The capital of Christmas

In recent years, Verona has become one of the main Italian destinations for tourists over the Christmas holidays. Two million people are expected to visit the city this year, with two hundred thousand of them spending at least one night there. As well as enjoying themselves in the splendidly decorated and illuminated city and losing themselves in shopping, they will be able to attend a series of events involving 1,200 people, including some on Lake Garda.

It wasn’t like this, until a little while ago. I have childhood memories of when Christmas in Verona was just for the Veronese and a few day-trippers. People used to stroll around Piazza Bra to admire the huge metal star of Bethlehem with its tail that described an arc into the Arena. Then, the unmissable visit to the traditional exhibition of nativity scenes from all over the world, also inside the Arena.

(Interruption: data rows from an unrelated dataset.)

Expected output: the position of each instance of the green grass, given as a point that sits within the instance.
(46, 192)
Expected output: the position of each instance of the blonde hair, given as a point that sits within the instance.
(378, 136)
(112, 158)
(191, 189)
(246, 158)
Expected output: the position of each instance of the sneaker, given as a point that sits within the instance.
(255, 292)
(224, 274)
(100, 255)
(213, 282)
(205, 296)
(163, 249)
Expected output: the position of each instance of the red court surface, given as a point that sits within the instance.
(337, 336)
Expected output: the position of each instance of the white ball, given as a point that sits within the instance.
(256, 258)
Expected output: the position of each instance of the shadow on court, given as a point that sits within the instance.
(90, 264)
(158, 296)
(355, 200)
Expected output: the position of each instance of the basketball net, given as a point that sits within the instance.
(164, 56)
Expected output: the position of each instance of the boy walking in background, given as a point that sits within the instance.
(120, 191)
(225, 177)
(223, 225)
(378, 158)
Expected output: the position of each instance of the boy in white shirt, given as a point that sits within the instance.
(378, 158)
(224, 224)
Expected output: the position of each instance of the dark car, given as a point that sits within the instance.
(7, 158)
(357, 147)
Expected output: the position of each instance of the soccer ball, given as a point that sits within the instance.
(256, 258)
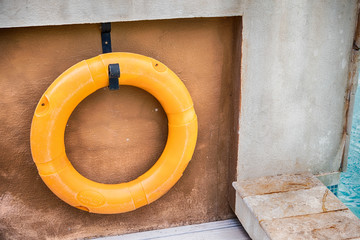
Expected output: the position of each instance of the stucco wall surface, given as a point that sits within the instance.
(115, 136)
(294, 81)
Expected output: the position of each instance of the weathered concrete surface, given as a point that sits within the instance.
(308, 211)
(115, 136)
(294, 86)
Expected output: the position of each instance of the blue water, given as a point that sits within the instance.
(349, 187)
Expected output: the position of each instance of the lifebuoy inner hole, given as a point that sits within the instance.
(116, 136)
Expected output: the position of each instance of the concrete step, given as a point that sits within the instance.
(295, 206)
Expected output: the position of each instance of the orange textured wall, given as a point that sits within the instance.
(114, 136)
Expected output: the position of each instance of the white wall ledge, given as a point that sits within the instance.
(18, 13)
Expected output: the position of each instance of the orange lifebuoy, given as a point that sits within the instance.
(68, 90)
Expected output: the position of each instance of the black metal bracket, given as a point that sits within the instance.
(114, 74)
(106, 37)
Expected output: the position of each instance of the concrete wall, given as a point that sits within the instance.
(294, 86)
(113, 137)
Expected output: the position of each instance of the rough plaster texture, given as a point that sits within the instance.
(115, 136)
(294, 75)
(301, 207)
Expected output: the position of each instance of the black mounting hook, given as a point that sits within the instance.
(105, 37)
(113, 69)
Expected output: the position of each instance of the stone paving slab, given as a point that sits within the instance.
(295, 206)
(293, 203)
(276, 184)
(330, 225)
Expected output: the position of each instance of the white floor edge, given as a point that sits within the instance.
(230, 229)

Finally, we used to stop off for a ‘bombolone’, a giant, piping hot doughnut, at a street stall (until 13 December, Santa Lucia’s Day, the “Father Christmas” of the Veronese) and then we went home.

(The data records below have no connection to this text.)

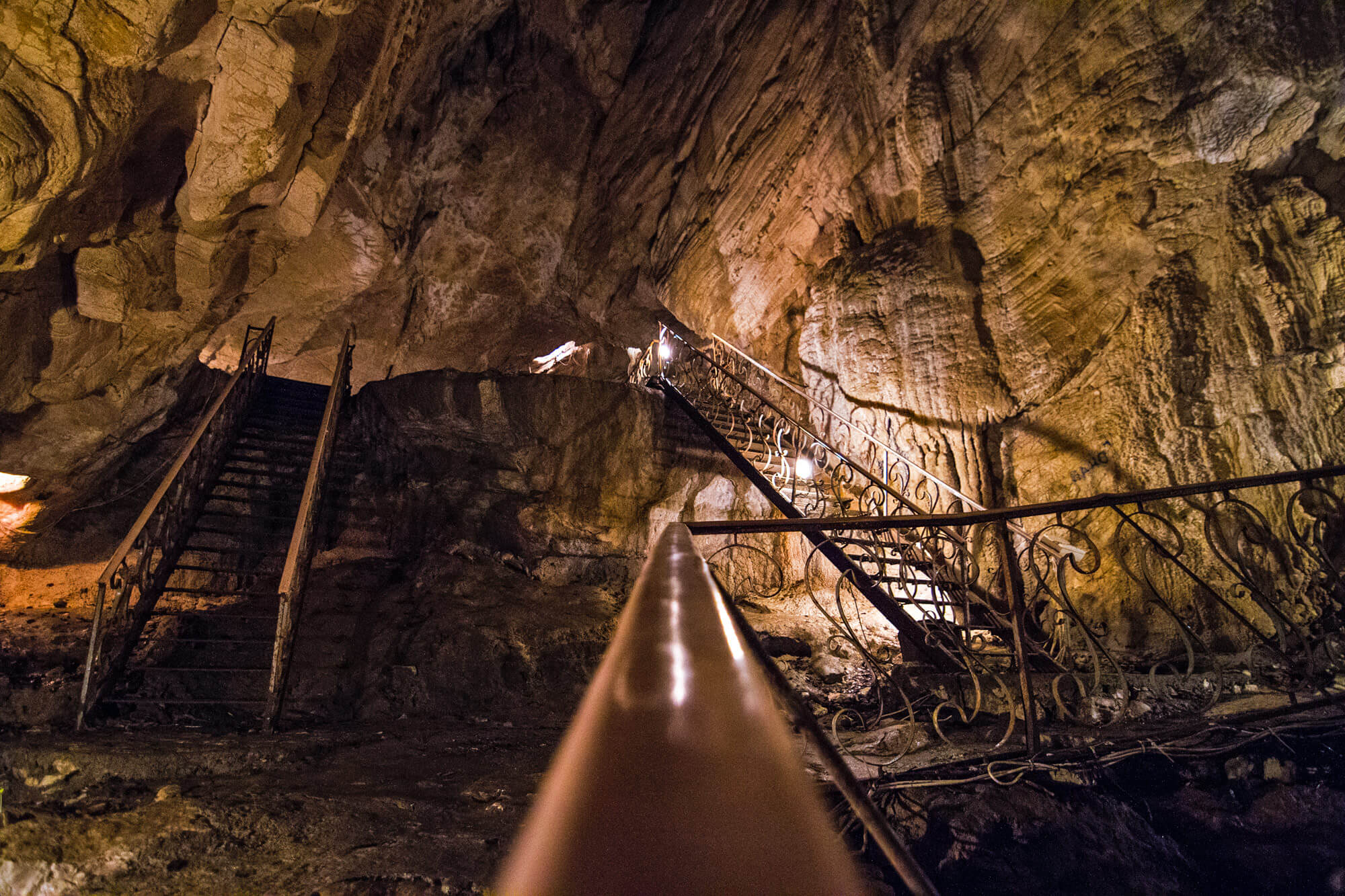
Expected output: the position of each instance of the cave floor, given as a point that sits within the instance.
(418, 807)
(426, 810)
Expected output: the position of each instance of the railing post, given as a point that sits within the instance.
(301, 555)
(1017, 612)
(93, 655)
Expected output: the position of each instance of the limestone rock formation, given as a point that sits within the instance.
(1020, 237)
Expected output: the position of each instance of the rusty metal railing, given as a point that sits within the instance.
(302, 545)
(1227, 587)
(141, 567)
(677, 774)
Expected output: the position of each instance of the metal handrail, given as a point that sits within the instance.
(878, 481)
(1046, 509)
(1051, 545)
(301, 555)
(845, 423)
(155, 499)
(677, 774)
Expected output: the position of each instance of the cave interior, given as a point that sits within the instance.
(362, 362)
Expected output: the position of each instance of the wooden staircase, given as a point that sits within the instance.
(209, 647)
(209, 584)
(907, 579)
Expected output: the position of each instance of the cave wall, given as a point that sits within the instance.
(1028, 236)
(514, 533)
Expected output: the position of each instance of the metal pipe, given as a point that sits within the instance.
(677, 774)
(875, 822)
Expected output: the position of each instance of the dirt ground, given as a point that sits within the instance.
(328, 813)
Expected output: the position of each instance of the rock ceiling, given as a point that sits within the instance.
(1030, 228)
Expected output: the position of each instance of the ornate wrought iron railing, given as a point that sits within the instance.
(139, 569)
(303, 544)
(921, 588)
(922, 489)
(1192, 594)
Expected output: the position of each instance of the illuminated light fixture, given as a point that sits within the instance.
(13, 482)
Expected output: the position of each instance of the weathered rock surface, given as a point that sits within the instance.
(1031, 235)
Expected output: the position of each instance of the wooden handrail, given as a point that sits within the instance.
(301, 553)
(677, 774)
(155, 499)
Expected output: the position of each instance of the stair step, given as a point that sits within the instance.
(254, 530)
(227, 571)
(301, 446)
(278, 435)
(235, 551)
(220, 514)
(188, 702)
(200, 669)
(279, 403)
(291, 498)
(219, 641)
(268, 474)
(209, 615)
(217, 592)
(255, 486)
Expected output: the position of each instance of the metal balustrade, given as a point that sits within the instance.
(1225, 583)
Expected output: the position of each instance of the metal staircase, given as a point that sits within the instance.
(209, 583)
(925, 587)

Christmas Eve has always been a really special day for me. It is an informal tradition for the Veronese to meet in the centre to exchange greetings with each other. The piazzas fill up late in the evening as people leave the restaurants after the big evening meal. The main meeting places are Piazza Erbe and Via Sottoriva, especially at the bar of the same name, where people arrange to meet to drink a toast before midnight.

All of this is still part of Christmas in Verona, but today the festive period has a lot more to offer. And not just the city: all of its institutions have joined together to promote “the Christmas district” in Verona, the now well-established attractions of which include the  always very busy little markets in Piazza dei Signori in the city centre, the Veronese handicrafts exhibition at the Palazzo della Gran Guardia in Piazza Bra, the Christmas Village (in its twentieth year this year) at Flover di Bussolengo.

In addition to the commercial side, so to speak, Verona is seeking to link Christmas with more offerings of a cultural nature. That’s why the city is hosting two of the most important exhibitions in Italy during this period. The first is devoted to Mayan civilization which is also at the Palazzo della Gran Guardia: an immersion in an ancient culture via legends, astronomical calendars and art, with 250 exhibits originating from the most important museums in Mexico (the exhibition runs until 5 March 2017).

The other exhibition that is increasingly capturing the attention of the Veronese is devoted to Pablo Picasso’s portraits at Palazzo Forti (open until 21 March): 91 works by the celebrated Spanish artist shown for the first time in Italy, including paintings and sculptures, mostly from the Picasso Museum in Paris.

Perhaps the most interesting development in this Christmas period is not an event in the strict sense of the word, but a project that aims to help people rediscover a very beautiful and historically rich part of the city which today is a bit off the tourist trails. It is called Verona Minor Hierusalem, “Verona, little Jerusalem”.  Tourists, visitors and the faithful will discover that, from the 9th century, Verona saw the founding of numerous churches in imitation of the shrines of Jerusalem, to create an alternative to the costly and dangerous pilgrimages to the Holy Land. A kind of religious tourism ahead of its time, that can be relived today by following the itinerary that starts from the Pietra bridge and covers five churches (exceptionally opened to the public thanks to the support of hundreds of volunteers) including the spectacular Santi Siro e Libera church located right on the slopes of the San Pietro hills.